On the 0 paying customers while waiting - that's the gate, not a signal. Nobody can pay if they can't access the product. Worth spending this time finding 5 doctors who are doing this manually right now and getting them on calls. When Meta approves, you'll have warm leads ready rather than needing to find them after launch.
This is a strong wedge because you are not selling “AI for clinics” in the abstract. You are solving one very specific operational leak: doctors losing appointments because WhatsApp scheduling is slow, manual, and full of back-and-forth.
For LATAM clinics, I think the clearest positioning is not the tech stack or even the AI. It is “never lose a patient conversation because the doctor was busy replying.” That is simple, practical, and tied directly to revenue.
One thing I’d pressure-test early is the brand frame. Scarlyfy is distinctive, but for doctors, clinics, and patients, the name has to feel trustworthy very quickly. This is healthcare-adjacent, appointment-related, and tied to patient communication, so the first impression matters more than in a normal SaaS tool.
Lyriso .com would fit this direction better as a softer, more care-oriented brand for patient scheduling and clinic communication. Same product, same WhatsApp workflow, but with a name that feels more trusted if you expand from appointment booking into reminders, follow-ups, patient intake, or small-clinic CRM.
Since you are still blocked by Meta and have not locked in paying customers yet, this is actually the right moment to think about the name before doctors, landing pages, and clinic conversations harden around Scarlyfy.
Jordy, the thing you said about competing with habits and not software is the most honest framing I've heard a founder use in a while.

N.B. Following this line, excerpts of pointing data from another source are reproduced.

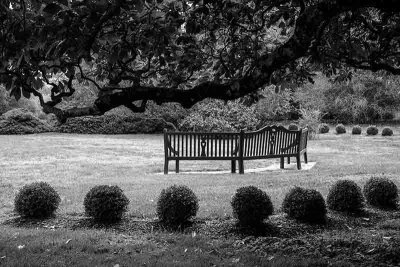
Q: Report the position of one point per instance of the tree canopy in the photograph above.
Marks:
(185, 51)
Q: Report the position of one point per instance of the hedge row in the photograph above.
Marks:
(178, 204)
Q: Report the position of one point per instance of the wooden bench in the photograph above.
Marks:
(268, 142)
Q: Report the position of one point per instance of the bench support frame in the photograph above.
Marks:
(235, 147)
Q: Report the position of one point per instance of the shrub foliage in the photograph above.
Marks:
(305, 205)
(37, 200)
(372, 130)
(346, 196)
(356, 129)
(176, 205)
(340, 129)
(387, 132)
(381, 192)
(251, 206)
(323, 128)
(105, 203)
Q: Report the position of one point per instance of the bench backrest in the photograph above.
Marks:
(268, 141)
(196, 145)
(272, 140)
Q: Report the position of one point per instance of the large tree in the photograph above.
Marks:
(184, 51)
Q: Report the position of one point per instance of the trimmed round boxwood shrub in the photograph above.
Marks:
(356, 129)
(293, 127)
(251, 206)
(381, 192)
(387, 132)
(372, 130)
(176, 205)
(306, 205)
(340, 129)
(37, 200)
(106, 203)
(323, 128)
(346, 196)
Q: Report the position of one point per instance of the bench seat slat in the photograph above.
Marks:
(268, 142)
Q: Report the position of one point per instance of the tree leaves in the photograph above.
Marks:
(16, 92)
(52, 8)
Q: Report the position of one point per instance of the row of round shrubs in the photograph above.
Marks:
(106, 203)
(176, 205)
(341, 129)
(371, 130)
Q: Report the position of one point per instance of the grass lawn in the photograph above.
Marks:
(72, 164)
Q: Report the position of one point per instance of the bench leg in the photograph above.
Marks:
(177, 166)
(298, 162)
(166, 167)
(241, 166)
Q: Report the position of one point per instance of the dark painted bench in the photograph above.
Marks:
(268, 142)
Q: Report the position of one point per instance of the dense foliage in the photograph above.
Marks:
(356, 129)
(176, 205)
(340, 129)
(305, 205)
(323, 128)
(186, 51)
(37, 200)
(215, 115)
(372, 130)
(251, 206)
(381, 192)
(105, 203)
(346, 196)
(387, 131)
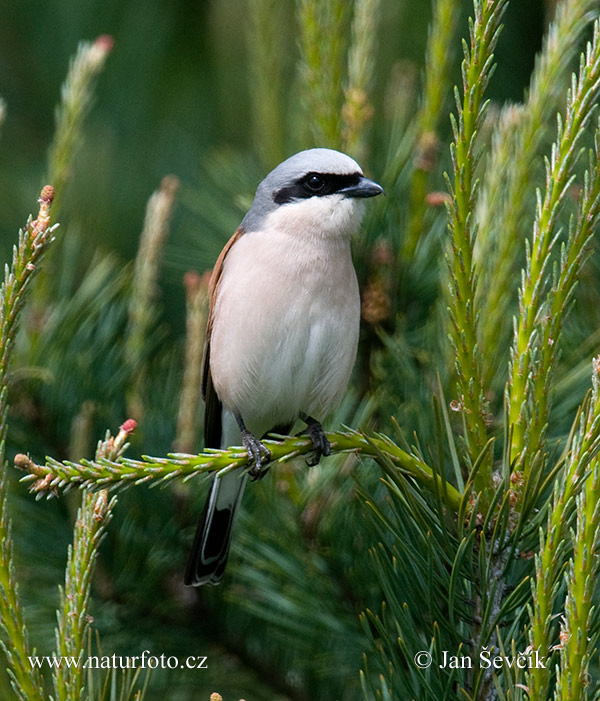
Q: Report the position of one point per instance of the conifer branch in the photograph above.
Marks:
(32, 245)
(93, 516)
(477, 65)
(76, 94)
(142, 302)
(526, 385)
(580, 453)
(438, 65)
(47, 479)
(502, 206)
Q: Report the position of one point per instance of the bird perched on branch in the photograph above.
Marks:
(282, 327)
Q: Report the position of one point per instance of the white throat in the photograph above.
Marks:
(333, 216)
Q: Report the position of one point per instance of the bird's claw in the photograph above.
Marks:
(258, 455)
(315, 432)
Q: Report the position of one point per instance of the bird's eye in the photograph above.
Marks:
(315, 183)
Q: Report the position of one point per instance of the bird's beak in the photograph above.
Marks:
(364, 188)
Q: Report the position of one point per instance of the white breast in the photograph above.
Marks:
(286, 324)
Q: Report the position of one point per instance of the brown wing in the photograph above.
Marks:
(213, 407)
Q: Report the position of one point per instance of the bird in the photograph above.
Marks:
(282, 330)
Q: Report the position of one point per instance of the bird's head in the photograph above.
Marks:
(319, 191)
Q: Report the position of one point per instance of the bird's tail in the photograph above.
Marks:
(208, 557)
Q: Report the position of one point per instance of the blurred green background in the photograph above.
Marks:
(177, 95)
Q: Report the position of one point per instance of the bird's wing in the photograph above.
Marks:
(213, 407)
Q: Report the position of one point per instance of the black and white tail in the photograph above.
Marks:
(208, 557)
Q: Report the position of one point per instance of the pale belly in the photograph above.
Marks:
(285, 335)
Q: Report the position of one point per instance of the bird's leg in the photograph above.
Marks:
(256, 451)
(315, 432)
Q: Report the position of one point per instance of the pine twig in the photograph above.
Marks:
(322, 45)
(502, 207)
(476, 72)
(357, 110)
(77, 92)
(525, 386)
(93, 516)
(104, 473)
(141, 305)
(196, 288)
(438, 64)
(581, 450)
(33, 244)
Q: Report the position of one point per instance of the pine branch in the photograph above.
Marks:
(502, 206)
(581, 450)
(476, 71)
(114, 474)
(190, 399)
(142, 305)
(575, 646)
(32, 245)
(526, 385)
(357, 110)
(93, 516)
(322, 46)
(438, 64)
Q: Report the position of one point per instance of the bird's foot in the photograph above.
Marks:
(258, 455)
(315, 432)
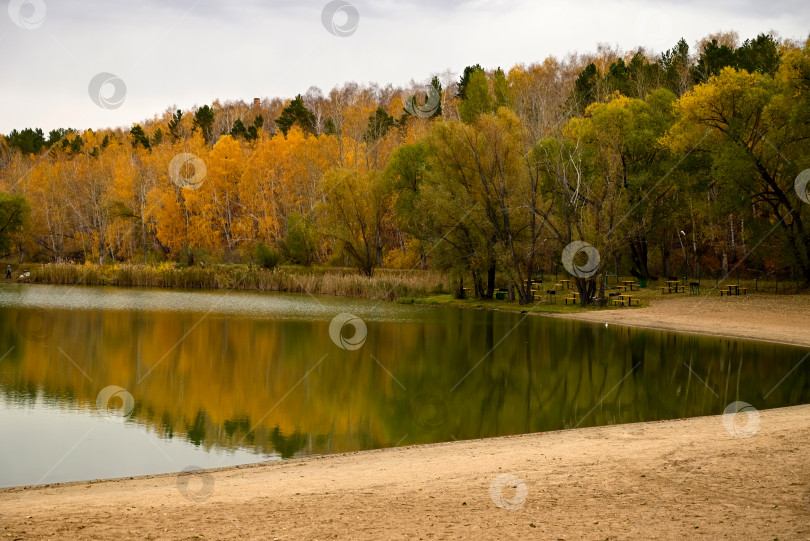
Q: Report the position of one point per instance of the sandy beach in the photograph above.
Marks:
(666, 480)
(784, 319)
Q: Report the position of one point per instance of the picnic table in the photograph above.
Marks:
(733, 289)
(627, 299)
(629, 285)
(673, 284)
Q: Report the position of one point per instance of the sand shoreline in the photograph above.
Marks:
(656, 480)
(765, 318)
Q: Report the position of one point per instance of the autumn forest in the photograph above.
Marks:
(680, 163)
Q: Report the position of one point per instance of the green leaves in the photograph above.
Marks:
(14, 215)
(296, 113)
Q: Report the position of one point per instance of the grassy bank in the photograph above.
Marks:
(385, 284)
(404, 286)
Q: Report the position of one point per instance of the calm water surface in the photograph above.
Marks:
(104, 382)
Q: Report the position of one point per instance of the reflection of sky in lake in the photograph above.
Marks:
(43, 444)
(223, 378)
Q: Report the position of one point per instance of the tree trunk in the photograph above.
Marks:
(490, 282)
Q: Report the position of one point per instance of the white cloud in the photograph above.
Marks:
(187, 52)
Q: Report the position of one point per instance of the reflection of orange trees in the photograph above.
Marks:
(284, 386)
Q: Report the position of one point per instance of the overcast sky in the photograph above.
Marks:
(189, 52)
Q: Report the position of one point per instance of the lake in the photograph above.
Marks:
(111, 382)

Building Nail Check, a mobile app for nail technicians, I ran into the same wall. The competition wasn't another app. It was the paper booking system on the front desk that the owner had used for eleven years and trusted completely. You're not pitching features, you're pitching a change in daily routine, and that's a much harder sell.
GregoryScottHenson's point about the receptionist being your real buyer is worth sitting with. The doctor is busy and skeptical. The admin is the one who loses an hour every day to WhatsApp back-and-forth and knows exactly what that costs her.
On the Meta wait, use this time to get five clinics to a verbal yes. Walk them through the product on a screen share. Let them see the dashboard, the reminder flow, the booking confirmation. When approval lands you're onboarding, not prospecting.